PAR CES MOTIFS Nous, juge des contentieux de la protection, statuant en référé, publiquement, après débats en audience publique, par ordonnance contradictoire mise à disposition au greffe et rendue en premier ressort, RENVOYONS les parties à se pourvoir au fond ainsi qu'elles en aviseront, mais dès à présent, CONDAMNONS [Z] [H] à remettre en état le logement d’[F] [G] veuve [K] sis [Adresse 2], en procédant à la dépose des travaux effectués depuis son entrée dans les lieux en avril 2026 ; DISONS qu'à défaut d'obtempérer, il y sera contraint par une astreinte provisoire de 100 euros par jour de retard qui courra à compter d'un délai de deux mois suivant la signification de la présente ordonnance, et ce pendant une durée de trois mois, délai à l'issue duquel en cas de non-exécution de la mesure ordonnée, il sera alors statué sur la liquidation ou le renouvellement de l'astreinte provisoire ; NOUS RESERVONS la compétence sur le sort de l’astreinte ; RAPPELONS qu’il appartient à [Z] [H] de justifier de la réalisation de la mesure ordonnée en produisant un procès-verbal de constat par commissaire de justice ; DEBOUTONS [F] [G] veuve [K] de sa demande d’expulsion et de ses conséquences ; CONDAMNONS [Z] [H] à payer à [F] [G] veuve [K] la somme de 800 euros au titre de l'article 700 du code de procédure civile ; CONDAMNONS [Z] [H] au paiement des entiers dépens de la présente instance. Ainsi jugé et prononcé par mise à disposition au greffe les jour, mois et an susdits, et signé par la juge des contentieux de la protection et la greffière susnommées. La greffière, La juge des contentieux de la protection,

Questions fréquentes

Que faire si quelqu'un occupe mon logement sans droit ni titre ?
Vous pouvez saisir le juge des contentieux de la protection en référé pour faire cesser le trouble manifestement illicite. Dans cette affaire, le juge a ordonné la remise en état du logement, mais a refusé l'expulsion en référé.
Puis-je obtenir l'expulsion d'un occupant sans titre en référé ?
En référé, l'expulsion n'est pas systématiquement ordonnée. Dans cette décision, le juge a débouté la demande d'expulsion, estimant que les conditions de l'urgence n'étaient pas remplies, mais a ordonné la remise en état.
Comment obtenir la remise en état d'un logement après des travaux non autorisés ?
Vous pouvez demander au juge des référés d'ordonner la remise en état sous astreinte. Ici, le juge a condamné l'occupant à déposer les travaux effectués, sous astreinte de 100 euros par jour de retard après un délai de deux mois.
Qu'est-ce qu'un trouble manifestement illicite ?
Un trouble manifestement illicite est une violation évidente d'une règle de droit. En l'espèce, l'occupation sans droit ni titre et les travaux non autorisés constituent un tel trouble, justifiant une intervention en référé.
Quelle est la procédure pour faire cesser des travaux illégaux dans un logement loué ?

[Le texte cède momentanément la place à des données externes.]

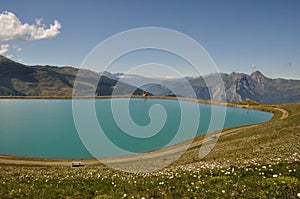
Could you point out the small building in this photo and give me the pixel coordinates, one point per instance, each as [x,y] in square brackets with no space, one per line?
[77,164]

Le bailleur peut délivrer une sommation interpellative, puis assigner en référé. Dans cette affaire, le juge a ordonné la remise en état, mais a laissé la question de l'expulsion au fond.
Le juge des référés peut-il ordonner une remise en état sous astreinte ?
Oui, le juge des référés peut ordonner une remise en état sous astreinte pour faire cesser un trouble manifestement illicite. Ici, l'astreinte est de 100 euros par jour de retard, pendant une durée de trois mois.